I think Herodotus imagined the west end of the Caucasus as being more
like Greece and not as mountainous and wooded as it was/is. To him,
the east end may as well as been on the far side of the moon as far
as his knowledge of the geography went.

I'm not aware of a single migration or military expedition around the
west end, so I doubt the Cimmerians did it.

--- In cybalist@..., markodegard@... wrote:
> --- In cybalist@..., "Glen Gordon" <glengordon01@...> wrote:
> >
> > >[Herodotus] never visited the eastern Black Sea coast and did
not
> know how
> > >treacherous that could be for any campaign or migration.
> >
> > Actually, just an interjection concerning the logic of the above
> > statement. I know some things about Europe. I've never gone to
> > Europe and so my knowledge of Europe might be fuzzy... but I know
> > some things about Europe. This is because my knowledge is
> second-hand,
> > given to me by others who *have* gone to or who live in Europe.

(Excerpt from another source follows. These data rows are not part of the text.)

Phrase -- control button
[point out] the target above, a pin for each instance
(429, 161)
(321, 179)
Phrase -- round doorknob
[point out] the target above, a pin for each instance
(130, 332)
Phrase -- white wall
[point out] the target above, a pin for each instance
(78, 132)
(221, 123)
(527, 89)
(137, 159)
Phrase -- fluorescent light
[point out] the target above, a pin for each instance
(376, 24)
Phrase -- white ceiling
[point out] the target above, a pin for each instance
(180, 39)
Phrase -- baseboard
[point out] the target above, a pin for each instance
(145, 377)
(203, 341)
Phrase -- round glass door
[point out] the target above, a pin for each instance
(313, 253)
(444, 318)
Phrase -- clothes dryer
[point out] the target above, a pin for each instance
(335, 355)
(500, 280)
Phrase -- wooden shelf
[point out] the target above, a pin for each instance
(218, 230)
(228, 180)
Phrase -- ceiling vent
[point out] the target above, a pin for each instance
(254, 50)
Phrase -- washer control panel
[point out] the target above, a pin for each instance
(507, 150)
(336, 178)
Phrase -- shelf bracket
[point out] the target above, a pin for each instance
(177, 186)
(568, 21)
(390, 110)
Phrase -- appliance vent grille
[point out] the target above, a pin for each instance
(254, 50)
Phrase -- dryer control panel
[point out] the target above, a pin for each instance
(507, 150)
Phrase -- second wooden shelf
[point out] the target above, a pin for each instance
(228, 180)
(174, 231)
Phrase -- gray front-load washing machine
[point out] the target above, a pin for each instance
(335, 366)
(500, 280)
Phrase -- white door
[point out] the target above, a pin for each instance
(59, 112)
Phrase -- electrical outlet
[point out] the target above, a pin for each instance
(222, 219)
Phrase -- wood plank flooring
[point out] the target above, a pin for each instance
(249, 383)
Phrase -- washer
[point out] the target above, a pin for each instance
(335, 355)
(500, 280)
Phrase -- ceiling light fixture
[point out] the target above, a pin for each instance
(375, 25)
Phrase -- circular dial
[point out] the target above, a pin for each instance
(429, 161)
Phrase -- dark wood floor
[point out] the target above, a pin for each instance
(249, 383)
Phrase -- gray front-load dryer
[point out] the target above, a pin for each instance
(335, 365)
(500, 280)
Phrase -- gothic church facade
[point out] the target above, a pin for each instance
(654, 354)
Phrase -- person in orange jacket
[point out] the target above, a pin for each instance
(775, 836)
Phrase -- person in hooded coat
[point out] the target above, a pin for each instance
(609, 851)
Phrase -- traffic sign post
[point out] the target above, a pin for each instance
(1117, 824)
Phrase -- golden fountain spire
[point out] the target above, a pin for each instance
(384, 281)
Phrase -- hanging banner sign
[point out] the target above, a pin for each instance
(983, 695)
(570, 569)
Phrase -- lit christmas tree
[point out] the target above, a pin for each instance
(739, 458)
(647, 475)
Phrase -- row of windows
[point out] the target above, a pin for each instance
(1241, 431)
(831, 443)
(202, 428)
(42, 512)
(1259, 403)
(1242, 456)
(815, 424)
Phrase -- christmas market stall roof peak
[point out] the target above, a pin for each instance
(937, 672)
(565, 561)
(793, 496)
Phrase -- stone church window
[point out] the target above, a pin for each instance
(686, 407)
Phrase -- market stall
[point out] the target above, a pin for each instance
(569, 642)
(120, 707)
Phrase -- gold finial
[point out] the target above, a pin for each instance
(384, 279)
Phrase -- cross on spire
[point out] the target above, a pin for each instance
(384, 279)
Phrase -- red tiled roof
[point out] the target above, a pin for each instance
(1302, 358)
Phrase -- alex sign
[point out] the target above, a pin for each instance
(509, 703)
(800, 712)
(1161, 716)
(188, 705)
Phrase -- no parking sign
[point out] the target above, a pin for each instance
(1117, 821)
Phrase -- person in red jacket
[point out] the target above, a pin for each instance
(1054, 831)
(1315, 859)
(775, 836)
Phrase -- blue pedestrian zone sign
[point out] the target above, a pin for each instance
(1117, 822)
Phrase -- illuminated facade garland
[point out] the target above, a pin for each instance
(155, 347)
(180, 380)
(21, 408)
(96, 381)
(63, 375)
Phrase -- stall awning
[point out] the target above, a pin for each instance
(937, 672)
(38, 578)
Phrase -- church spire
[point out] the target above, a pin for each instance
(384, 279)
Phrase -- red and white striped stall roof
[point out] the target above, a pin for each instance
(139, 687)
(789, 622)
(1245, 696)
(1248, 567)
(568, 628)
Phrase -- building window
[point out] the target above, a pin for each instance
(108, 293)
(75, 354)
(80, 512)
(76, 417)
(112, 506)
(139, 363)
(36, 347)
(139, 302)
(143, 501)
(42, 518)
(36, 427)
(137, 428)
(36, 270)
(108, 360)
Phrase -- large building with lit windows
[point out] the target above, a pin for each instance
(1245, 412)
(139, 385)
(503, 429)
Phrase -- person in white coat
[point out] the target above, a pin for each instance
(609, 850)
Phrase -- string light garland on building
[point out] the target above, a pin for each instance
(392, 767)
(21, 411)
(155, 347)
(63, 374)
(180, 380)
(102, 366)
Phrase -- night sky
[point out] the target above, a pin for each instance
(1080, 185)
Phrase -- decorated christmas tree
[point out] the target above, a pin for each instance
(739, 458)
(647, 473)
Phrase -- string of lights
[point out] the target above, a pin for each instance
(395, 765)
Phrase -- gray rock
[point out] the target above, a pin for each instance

> > So, clearly Herodotus doesn't have to visit the eastern Black Sea
> > coast to know about that area as long as he has contacts that
> > *have* gone there and know what it's about. How can one prove
> > that he didn't have contacts?
>
> I've been to Europe 4 times, but did not get that much geography
out
> of the trip. Most of what I know is from books.
>
> As for Caucasian geography, my knowledge is very fuzzy. I can
locate
> Armenia, Azerbaijan and Georgia instantly on a world map, but ask
me
> about all those other Caucasian places and I go fuzzy. I gather
> Chechnya is North Caucasus. Dagestan faces the Caspian north of
> Azerbaijan. These places, the peoples living there, and all those
> languages they speak are little known to Americans, and when you do
> learn something, you only get confused. It's a jumble.
>
> The Caucasus themselves run from the Kerch Strait across from the
> Crimea essentially to Baku, in Azerbaijan, on the Caspian,
> approximately on a NW to SE slant. The mountains seem to be quite
> steep: you don't normally go up the hill to the top and down, but
> rather, you go around and around. There are nice flat strips along
the
> coast of the Black and Caspian Seas but these are easily controlled
> from the heights just beyond them. In other words, if locals want
to
> obstruct your travel, they can don so very easily, and very
cheaply.
> Hostile armies would have a hard and bloody time getting thru here.
>
> The rivers are obscure to us in the West. The Kuban looks like a
ditch
> at the base of the North Caucasus, draining straight into the
Black.
> Draining to the Caspian in the N. Caucasus are the Kuma and Terek,
two
> rivers no one's heard of here in the West. The Rioni is in Georgia,
> and presumably this is where Jason met Medea. In Azerbaijan, on the
> other side from Georgia, is the Kur. The big river seems to be the
> Aras/Ara, which flows along the border of Iran and Armenia, into
the
> Caspian.
>
> This is about all I know. I have no idea of what the exact route
the
> Cimmerians would have been; does anyone? As for Armenia, the
obvious
> approach is via the Aras, tho' this looks awfully defensible by
local
> yokels. I confess to being very vague about exactly what the
borders
> of Urartu were, or what those of historic Greater Armenia were.
>
> I have no idea of how variable the terrain is. Some of it is
downright
> impossible, impassable except to knowledgeable locals on narrow
> trails. The rest of it seems to be pretty bad, made almost nice in
> modern times only by the application of lotsa dynamite.
>
> Can anyone add anything else that would be useful?